The Python collection module provides the container, which is used to store collections, like list, set, dict and tuple. The module provides alternatives to existing built-in Python containers. The module improves the functionalities of the existing containers.

Collection’s module provides many data structures, alternatives to all the existing Python Collections

  1. Counter
  2. namedtuple
  3. deque
  4. ChainMap
  5. OrderedDict
  6. defaultDict
  7. UserDict
  8. UserList
  9. UserString

In the article, we will focus on three important data structures from the Python collections module.

  1. Counter
  2. namedtuple
  3. OrderedDict

Let’s explore all 3 of them.

Counter

The counter is a subclass of Dictionary Object. In this collection, elements are stored as dictionary keys, and there count as dictionary values.

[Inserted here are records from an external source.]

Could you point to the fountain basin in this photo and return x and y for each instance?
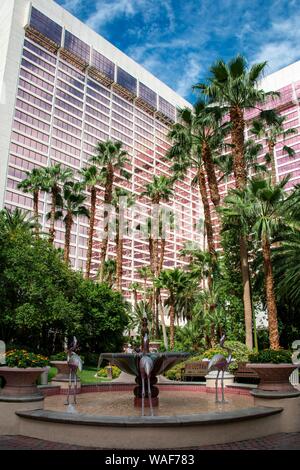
(130, 363)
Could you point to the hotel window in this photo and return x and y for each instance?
(126, 80)
(38, 61)
(97, 114)
(66, 68)
(166, 108)
(148, 95)
(44, 25)
(40, 52)
(38, 81)
(99, 88)
(76, 46)
(104, 65)
(68, 107)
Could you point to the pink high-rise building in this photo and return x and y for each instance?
(287, 82)
(64, 88)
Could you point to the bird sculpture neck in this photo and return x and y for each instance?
(145, 336)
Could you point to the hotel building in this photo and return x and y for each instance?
(64, 88)
(286, 81)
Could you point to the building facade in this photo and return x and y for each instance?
(64, 88)
(287, 82)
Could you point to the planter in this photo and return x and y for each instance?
(20, 383)
(63, 371)
(274, 377)
(63, 375)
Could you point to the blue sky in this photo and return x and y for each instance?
(177, 40)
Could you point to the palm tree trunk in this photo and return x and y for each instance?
(238, 140)
(172, 323)
(162, 254)
(107, 201)
(91, 232)
(163, 325)
(270, 295)
(68, 225)
(207, 215)
(52, 214)
(119, 263)
(240, 174)
(271, 147)
(211, 175)
(36, 213)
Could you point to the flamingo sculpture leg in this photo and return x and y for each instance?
(143, 395)
(220, 363)
(149, 396)
(216, 386)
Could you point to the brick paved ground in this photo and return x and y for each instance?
(283, 441)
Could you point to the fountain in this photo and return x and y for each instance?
(132, 363)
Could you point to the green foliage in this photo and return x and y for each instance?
(103, 372)
(43, 300)
(22, 358)
(271, 356)
(240, 353)
(104, 317)
(62, 356)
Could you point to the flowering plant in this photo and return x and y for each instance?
(22, 358)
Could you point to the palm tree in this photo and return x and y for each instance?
(71, 205)
(208, 132)
(271, 126)
(55, 176)
(145, 273)
(135, 287)
(176, 282)
(16, 221)
(110, 159)
(109, 276)
(33, 184)
(121, 200)
(91, 178)
(286, 265)
(160, 189)
(187, 152)
(233, 86)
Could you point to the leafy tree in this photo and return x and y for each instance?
(233, 86)
(33, 184)
(55, 176)
(104, 317)
(176, 282)
(110, 159)
(71, 204)
(91, 178)
(271, 126)
(121, 200)
(187, 152)
(260, 209)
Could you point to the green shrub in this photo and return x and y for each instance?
(62, 356)
(22, 358)
(103, 372)
(240, 353)
(271, 356)
(91, 359)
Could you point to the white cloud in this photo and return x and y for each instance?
(106, 11)
(190, 75)
(71, 5)
(282, 43)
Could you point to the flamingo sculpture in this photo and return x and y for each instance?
(74, 363)
(220, 363)
(146, 366)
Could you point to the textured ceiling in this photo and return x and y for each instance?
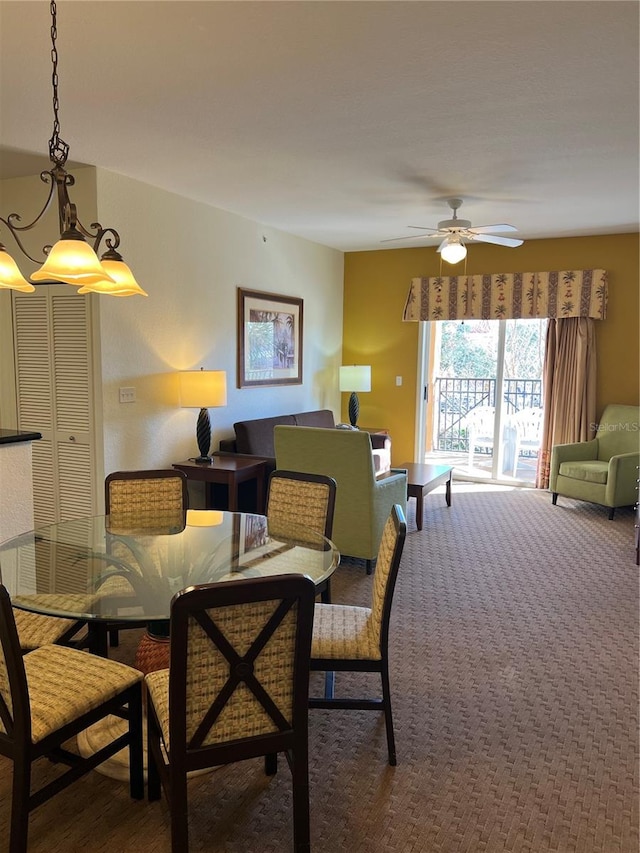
(342, 122)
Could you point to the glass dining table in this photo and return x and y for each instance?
(108, 569)
(122, 570)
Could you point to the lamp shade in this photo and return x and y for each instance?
(120, 283)
(355, 377)
(453, 251)
(10, 275)
(72, 261)
(203, 389)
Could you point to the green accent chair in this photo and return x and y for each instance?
(603, 470)
(363, 502)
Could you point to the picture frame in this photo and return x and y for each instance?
(269, 339)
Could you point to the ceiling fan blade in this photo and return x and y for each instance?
(487, 229)
(499, 241)
(406, 237)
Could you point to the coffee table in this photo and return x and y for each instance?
(422, 479)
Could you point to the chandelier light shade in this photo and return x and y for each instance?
(73, 259)
(355, 377)
(203, 389)
(10, 275)
(453, 251)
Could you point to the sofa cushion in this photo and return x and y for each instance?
(256, 437)
(591, 471)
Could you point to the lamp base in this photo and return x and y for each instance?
(354, 409)
(203, 436)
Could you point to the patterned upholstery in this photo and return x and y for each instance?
(297, 503)
(47, 697)
(236, 688)
(36, 629)
(154, 501)
(65, 683)
(347, 638)
(341, 631)
(145, 499)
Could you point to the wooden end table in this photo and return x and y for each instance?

Syntax: collections.Counter([iterable / mapping]), since Counter accepts Iterable, it can accept String, List, Collection as argument. Let's understand by the example, 

from Collections import Counter
     
counter = Counter([5,2,3,5,5,3])
counter 

returns, Counter({5: 3, 2: 1, 3: 2})

Program execution is the same as the function description, Keys are the List elements which is the age here and the values are the counts of the elements, 5 is appearing 3 times and 3 is appearing 2 times.

We can access elements exactly like a dictionary, counter[5] will return value 3 and if the element does not exist in the dictionary, 0 returns c[50] returns 0.

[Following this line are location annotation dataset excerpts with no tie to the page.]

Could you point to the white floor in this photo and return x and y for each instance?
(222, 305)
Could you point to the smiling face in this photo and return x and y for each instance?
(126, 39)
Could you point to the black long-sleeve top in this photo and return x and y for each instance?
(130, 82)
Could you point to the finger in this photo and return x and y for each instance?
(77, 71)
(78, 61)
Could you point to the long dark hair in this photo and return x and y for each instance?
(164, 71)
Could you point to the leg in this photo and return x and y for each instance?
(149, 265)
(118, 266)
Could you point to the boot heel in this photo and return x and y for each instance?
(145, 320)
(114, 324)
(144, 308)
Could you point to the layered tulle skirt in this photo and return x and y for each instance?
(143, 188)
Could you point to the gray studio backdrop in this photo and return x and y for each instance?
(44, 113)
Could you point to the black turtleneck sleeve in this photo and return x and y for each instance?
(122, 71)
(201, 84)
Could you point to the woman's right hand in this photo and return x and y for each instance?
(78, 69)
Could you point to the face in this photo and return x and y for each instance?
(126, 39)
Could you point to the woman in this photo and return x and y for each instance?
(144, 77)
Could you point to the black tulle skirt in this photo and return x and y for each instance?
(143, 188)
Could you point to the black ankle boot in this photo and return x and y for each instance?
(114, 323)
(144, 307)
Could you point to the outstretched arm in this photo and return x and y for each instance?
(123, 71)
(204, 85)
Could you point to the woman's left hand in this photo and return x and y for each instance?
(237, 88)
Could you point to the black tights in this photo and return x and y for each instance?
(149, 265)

Counter has lots of important functions, we will explore 3 most important ones.

  1. most_common
  2. elements
  3. subtract

most_common (): most_common Function returns the most_common elements in Counter in descending order, the function accepts integer parameter for returning the top ‘n’ elements if the parameter is not provided, the function returns all the elements from the Counter.

counter.most_common(2) 

returns: [(5,3), (3,2)]

counter.most_common()

returns: [(5,3), (3,2), (2,1)]

element (): The element function, returns the iterator of items of the Counter Object, we can use a list or sorted function to retrieve the elements.

counter.elements() # <itertools.chain at 0x21ffe3eba30>
list(counter.elements()) # [5, 5, 5, 2, 3, 3]
sorted(counter.elements()) # [2, 3, 3, 5, 5, 5]

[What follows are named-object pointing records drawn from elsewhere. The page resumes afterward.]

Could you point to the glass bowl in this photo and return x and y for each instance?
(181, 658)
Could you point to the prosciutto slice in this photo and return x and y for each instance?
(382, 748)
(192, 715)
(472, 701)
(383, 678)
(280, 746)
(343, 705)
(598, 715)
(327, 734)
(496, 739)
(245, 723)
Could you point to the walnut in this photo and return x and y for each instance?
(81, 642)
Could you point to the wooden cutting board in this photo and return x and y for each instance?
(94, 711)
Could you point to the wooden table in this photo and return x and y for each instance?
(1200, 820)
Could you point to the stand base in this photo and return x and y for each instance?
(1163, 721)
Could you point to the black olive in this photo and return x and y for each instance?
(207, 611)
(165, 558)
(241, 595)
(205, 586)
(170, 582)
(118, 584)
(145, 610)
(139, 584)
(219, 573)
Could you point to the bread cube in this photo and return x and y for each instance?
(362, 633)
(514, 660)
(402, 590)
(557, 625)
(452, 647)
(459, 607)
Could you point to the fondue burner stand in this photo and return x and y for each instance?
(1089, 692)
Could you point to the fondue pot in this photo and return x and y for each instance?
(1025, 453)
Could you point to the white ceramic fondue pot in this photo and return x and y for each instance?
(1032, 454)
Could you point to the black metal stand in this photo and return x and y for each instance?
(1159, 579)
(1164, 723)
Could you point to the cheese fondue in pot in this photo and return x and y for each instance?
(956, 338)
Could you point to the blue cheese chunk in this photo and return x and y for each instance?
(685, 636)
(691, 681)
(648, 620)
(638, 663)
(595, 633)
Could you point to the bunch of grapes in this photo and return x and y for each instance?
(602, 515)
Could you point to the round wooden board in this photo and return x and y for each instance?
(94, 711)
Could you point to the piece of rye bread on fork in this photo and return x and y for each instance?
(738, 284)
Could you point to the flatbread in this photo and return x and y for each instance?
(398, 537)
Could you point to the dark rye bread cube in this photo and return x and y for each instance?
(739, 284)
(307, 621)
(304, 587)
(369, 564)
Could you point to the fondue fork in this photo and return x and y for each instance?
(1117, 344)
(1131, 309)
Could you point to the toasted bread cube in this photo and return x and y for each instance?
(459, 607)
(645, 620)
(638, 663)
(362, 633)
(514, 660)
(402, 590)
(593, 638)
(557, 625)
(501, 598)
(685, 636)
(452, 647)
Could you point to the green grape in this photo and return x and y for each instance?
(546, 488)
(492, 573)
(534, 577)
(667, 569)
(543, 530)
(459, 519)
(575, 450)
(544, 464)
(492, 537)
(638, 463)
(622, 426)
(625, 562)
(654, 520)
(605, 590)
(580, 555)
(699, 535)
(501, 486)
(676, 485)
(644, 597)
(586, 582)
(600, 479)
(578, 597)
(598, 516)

 subtract (): The subtract function of the Counter class is used to subtract the elements of another counter or iterable. We already have one counter with elements

counter = Counter([5,2,3,5,5,3])

create another counter call it counter2 

counter2 = Counter([5,4,6])
counter.substract(counter2)) #Counter({5: 2, 2: 1, 3: 2, 4: -1, 6: -1})

In the original counter, 5 is appearing thrice in counter2 only once, after subtracting 3 – 1, the new value of 5 is 2.

2 and 3, not subtracted because 2 and 3 is not present in counter2.

4 is -1 because 4 is not present in a counter object from which we are subtracting counter2, the same is with 5.   

namedtuple

One disadvantage of Python tuple is, for accessing the element of tuple we have to use index,

tuple = ('Sam', 'David', 'Mick')
tuple[0] #Sam

If the tuple is having only a few elements using the index approach is Ok, but if the number of elements is more then it is error prone. The alternative is to use ‘namedtuple’, the 'namedtuple' acts as a bean a container to the elements.

from collections import namedtuple
Book = namedtuple('Book', 'title author price')

namedtuple takes 2 parameters, first one is the name of the tuple and the second is tuple object names.

pyBook = Book('Pragmatic Python', 'Sameer', '10')
scalaBook = Book('Scala in Action', 'Oderskey', '200')
print(pyBook.author’) #Sameer 

This approach protects us from the ‘IndexError’ always and improves the code readability.

OrderedDict

The OrderedDict is a dictionary that maintains the Insertion Order, it’s very much like Java’s LinkedHashMap object, the order of the key is not changed at all once inserted, irrespective of updating the value of the key later.

from collections import OrderedDict
student = OrderedDict()
student['Sameer'] = 35
student['David'] = 45
student['Mick'] = 20

print(student) # OrderedDict([('Sameer', 35), ('David', 45), ('Mick', 20)])

On modifying the key, the insertion order never changes. for example:

student['Mick'] = 55
print(student) #OrderedDict([('Sameer', 35), ('David', 45), ('Mick', 55)])

I highly recommend using the collections module.